The COVID‐19 pandemic is already weakening institutional support for conservation by interrupting funding streams, eroding protection of parks and vulnerable species, and forestalling vital monitoring and research activities that make these impacts visible (Lindsey et al. 2020). As people reduce activity (including travel) to avoid or minimize transmission of SARS‐CoV‐2, reductions in tourism have led to critical revenue losses for parks around the world (Knorovsky 2020), and reductions in enforcement and human presence in protected areas have contributed to a rise in illegal activities like logging and hunting (Humphrey 2020). Conservation efforts may be further hampered by the economic downturn and associated withdrawal of governmental and philanthropic financial support, alongside the weakening and dismantling of environmental regulations under the guise of economic recovery (Davenport and Friedman 2020; Gonzales 2020). In our 2016 study, this weakening of conservation institutions represented the most important set of pathways linking armed conflict to wildlife, leading to marked wartime declines in animal populations (Daskin and Pringle 2018). The pandemic has reiterated – in the starkest terms – the lessons learned from previous catastrophes, including armed conflict: conservation and natural resource management efforts that invest in locally managed institutions are best situated to mitigate the negative impacts of the pandemic and foster resilience to future shocks.
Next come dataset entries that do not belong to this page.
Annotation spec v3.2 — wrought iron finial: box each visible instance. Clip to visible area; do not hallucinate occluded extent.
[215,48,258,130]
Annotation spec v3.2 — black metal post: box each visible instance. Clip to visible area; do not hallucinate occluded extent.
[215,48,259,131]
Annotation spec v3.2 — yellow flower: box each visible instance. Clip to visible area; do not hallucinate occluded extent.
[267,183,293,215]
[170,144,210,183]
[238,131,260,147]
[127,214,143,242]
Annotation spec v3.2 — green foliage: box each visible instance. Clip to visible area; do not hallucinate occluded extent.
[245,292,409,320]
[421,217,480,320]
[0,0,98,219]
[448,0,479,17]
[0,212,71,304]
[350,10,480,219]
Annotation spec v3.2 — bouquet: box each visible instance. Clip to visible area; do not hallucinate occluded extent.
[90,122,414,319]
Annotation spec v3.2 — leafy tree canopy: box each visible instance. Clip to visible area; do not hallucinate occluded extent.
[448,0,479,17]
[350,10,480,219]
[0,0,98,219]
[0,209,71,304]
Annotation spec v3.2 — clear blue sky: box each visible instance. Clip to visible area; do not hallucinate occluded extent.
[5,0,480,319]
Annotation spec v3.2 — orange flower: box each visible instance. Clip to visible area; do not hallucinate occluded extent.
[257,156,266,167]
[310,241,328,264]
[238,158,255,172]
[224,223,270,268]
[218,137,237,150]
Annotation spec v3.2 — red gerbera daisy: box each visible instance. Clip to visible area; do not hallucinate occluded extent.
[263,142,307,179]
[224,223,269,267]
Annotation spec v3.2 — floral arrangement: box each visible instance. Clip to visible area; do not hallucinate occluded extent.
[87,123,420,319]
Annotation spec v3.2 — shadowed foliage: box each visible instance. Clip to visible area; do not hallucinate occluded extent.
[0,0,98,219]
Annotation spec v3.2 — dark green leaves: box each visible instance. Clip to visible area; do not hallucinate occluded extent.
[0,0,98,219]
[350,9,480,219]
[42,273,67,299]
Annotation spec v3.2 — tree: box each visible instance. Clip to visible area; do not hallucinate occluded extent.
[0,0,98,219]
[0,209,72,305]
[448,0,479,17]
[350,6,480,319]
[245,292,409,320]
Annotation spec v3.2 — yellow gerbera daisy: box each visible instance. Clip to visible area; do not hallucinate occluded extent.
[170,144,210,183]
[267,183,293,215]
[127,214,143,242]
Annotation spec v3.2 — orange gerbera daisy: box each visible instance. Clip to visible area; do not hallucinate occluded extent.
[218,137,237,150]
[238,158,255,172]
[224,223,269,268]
Patterns of human migration and economic disruption associated with the COVID‐19 pandemic are also likely to shift patterns of natural resource use, as observed in wartime (Gaynor et al. 2016). The pandemic and associated lockdowns have precipitated an exodus of urban populations to rural areas (Srivastava and Nagaraj 2020; Yacila and Turkewitz 2020), widespread job losses and declines in remittances, and disruption of food systems at multiple scales (Gunia 2020). The resulting economic and food insecurity, compounded by weakened enforcement of anti‐poaching laws and interruptions in domestic meat supply chains, is likely to increase local demand for wild meat (Bowlin 2020), as found among people affected by armed conflict. While many policies proposed to forestall future pandemics seek to limit wildlife consumption (Yang et al. 2020), sweeping criminalization of the sale and consumption of wild meat may harm vulnerable human populations and weaken trust in institutions, as observed in West Africa after the 2013–2016 Ebola outbreak (Bonwitt et al. 2018). Policies that also provide food and livelihood alternatives, rather than primarily criminalizing consumers of wild meat, will likely be more effective and equitable than universal bans.

As we have seen after devastating armed conflicts, governments and other institutions now face difficult decisions about how to simultaneously promote economic recovery and public health. While conservation and environmental regulation may take a backseat, decision makers must remember that biodiversity and ecosystem health are closely tied to human well‐being, and deprioritizing conservation may ultimately heighten socioeconomic woes (Brashares et al. 2014). Instead, decision makers and the public can choose to transform this disruption into a catalyst for major policy reforms that promote the well‐being of people and wildlife, such as strengthening localized food supply chains and bottom‐up conservation efforts and institutions (Evans et al. 2020), which have proven successful in post‐conflict scenarios (Bruch et al. 2016). As the pandemic continues to unfold, highlighting the pathways through which it is affecting wildlife and habitats may inform more holistic and context‐dependent approaches to recovery that address the interlinked health of wildlife and people.